Commercial operations
- Name: Caldecotte Miniature Railway
- Built by: Milton Keynes Model Engineering Society
- Original gauge: 7+1⁄4 in (184 mm) 5 in (127 mm) 3+1⁄2 in (89 mm)

Preserved operations
- Stations: One, 'Caldecotte'.
- Length: 860 yards (786 m)

Commercial history
- Opened: 2005

= Caldecotte Miniature Railway =

Miniature railway in Buckinghamshire, England

Caldecotte Miniature Railway (CMR) is a 3.5, 5 and 7.25 inch miniature railway run by the Milton Keynes Model Engineering Society (MKMES) located in Milton Keynes, Buckinghamshire. It is one of the few miniature railways in the UK which offers rides for passengers who are wheelchair users, with a specially built coach.

The railway runs every Sunday between the start of April and the end of October. Steam is often used to provide rides.

==History==

Opened in 2005 by the MKMES, a small 'out and back' track was laid, which raised funds for the railway to construct their permanent raised level, dual gauge 3.5 / 5 inch track which was then subsequently used as the railways main track for providing rides. Construction started a few years later on a ground level dual gauge 5 / 7.25 inch track, which was completed in 2012, with locomotive Hagrid completing the first circuit on 25 March, before the railway was officially opened by the then mayor of Milton Keynes, Catriona Morris, on 1 April, with Gas fired steam locomotive 'Nutty' hauling the first passenger train. The opening of the 7.25 track allowed the society's larger locomotives, which had been in store for 5 years, to be used on passenger trains once again.

==The railway==

The 7.25 railway is an oval which is 840 feet in length (making a ride 1680 feet). The station, which is accessed via a crossing, features a turntable, sidings and two platforms which trains can arrive or depart from. Immediately leaving the station, the main yard can be seen on the right, which has multiple steaming bays and sidings, as well as the main engine sheds.
Another notable feature of the railway is the Blue 'Truss' bridge which spans a drainage gap for the field. The bridge was constructed to carry the raised level track but was later widened to allow the ground level trains to use it too.

==Locomotives used==
Trains are often hauled by a variety of visiting members locos, with the 'home' locomotives being Hagrid and Katie, which are both petrol powered, Matilda, a battery electric engine, and steam locomotives Sylvia, Pollyanna and Ivy K all being Romulus design engines.
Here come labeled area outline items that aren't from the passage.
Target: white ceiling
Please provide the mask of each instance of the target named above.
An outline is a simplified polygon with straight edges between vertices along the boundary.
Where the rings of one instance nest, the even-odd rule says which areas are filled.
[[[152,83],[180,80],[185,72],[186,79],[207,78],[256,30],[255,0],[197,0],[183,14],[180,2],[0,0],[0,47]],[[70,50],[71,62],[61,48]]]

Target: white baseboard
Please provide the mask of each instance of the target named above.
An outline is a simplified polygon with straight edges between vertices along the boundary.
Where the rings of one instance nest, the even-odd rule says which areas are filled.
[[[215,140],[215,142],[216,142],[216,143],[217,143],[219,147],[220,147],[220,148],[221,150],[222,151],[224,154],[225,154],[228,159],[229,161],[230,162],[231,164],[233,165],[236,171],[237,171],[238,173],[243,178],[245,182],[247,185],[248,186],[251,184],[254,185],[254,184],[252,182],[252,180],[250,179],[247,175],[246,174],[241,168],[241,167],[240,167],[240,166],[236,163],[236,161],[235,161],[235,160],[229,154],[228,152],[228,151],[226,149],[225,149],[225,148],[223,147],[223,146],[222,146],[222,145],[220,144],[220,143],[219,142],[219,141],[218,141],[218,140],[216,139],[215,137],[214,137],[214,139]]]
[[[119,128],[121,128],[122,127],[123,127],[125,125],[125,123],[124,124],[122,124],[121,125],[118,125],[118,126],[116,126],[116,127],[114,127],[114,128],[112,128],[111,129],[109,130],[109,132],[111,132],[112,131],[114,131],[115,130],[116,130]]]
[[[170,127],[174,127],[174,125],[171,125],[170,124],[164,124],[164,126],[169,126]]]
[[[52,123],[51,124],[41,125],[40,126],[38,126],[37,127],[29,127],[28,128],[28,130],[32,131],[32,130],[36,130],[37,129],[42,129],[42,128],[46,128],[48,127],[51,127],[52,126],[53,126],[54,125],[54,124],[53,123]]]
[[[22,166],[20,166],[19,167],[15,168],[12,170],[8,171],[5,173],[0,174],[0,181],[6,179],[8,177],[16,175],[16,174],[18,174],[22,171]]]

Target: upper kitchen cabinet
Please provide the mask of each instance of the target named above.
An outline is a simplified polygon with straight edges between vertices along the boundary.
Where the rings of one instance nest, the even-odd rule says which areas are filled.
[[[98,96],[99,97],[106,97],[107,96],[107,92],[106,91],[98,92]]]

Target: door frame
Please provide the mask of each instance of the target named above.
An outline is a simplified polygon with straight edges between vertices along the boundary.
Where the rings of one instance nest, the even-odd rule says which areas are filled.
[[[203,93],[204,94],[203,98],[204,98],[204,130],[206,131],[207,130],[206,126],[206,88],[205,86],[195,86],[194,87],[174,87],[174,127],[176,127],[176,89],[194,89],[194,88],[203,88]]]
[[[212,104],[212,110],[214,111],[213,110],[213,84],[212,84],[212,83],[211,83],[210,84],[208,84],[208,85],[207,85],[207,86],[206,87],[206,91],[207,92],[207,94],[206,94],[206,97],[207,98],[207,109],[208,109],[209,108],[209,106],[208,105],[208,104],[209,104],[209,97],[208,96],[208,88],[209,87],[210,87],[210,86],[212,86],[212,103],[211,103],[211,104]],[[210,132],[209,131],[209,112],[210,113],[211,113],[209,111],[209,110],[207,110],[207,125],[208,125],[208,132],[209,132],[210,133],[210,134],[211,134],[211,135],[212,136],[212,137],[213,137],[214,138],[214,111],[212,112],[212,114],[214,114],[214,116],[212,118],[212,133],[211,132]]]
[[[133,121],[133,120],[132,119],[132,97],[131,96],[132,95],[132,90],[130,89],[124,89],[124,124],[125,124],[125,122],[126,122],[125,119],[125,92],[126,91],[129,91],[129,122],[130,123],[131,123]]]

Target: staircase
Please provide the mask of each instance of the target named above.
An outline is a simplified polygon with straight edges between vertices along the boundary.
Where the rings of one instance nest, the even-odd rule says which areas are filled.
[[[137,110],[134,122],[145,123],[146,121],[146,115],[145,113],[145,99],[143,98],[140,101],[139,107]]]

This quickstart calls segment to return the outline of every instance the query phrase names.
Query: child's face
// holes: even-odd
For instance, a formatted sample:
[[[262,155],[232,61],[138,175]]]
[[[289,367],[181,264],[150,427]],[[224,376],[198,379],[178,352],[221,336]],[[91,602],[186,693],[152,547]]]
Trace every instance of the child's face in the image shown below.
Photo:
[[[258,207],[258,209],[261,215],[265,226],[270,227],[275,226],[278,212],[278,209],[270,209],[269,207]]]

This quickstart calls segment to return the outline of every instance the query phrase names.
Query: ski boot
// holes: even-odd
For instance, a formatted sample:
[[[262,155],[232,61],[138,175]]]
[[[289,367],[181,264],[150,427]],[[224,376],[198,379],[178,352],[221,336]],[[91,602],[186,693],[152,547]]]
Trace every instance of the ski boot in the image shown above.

| Locomotive name | Locomotive type | Design name |
|---|---|---|
| Hagrid | Petrol | Freelance design |
| Katie | Petrol | Freelance design |
| Esmerelda | Petrol | British Rail Class 23 |
| Sylvia | Steam | Romulus |
| Pollyanna | Steam | Romulus |
| Ivy K | Steam | Romulus |
| Holmside | Steam | Holmside |
| 475 | Steam | Rio grande |
| Matilda | Battery electric | Freelance design |
|  | Battery electric | British Rail Class 35 |

==Regular events==

The railway holds a number of regular events throughout the year, notable events being their traction engine rally and charity day, both being held in the summer months. The railway also holds Halloween trains at the end of October and Santa trains in mid- December.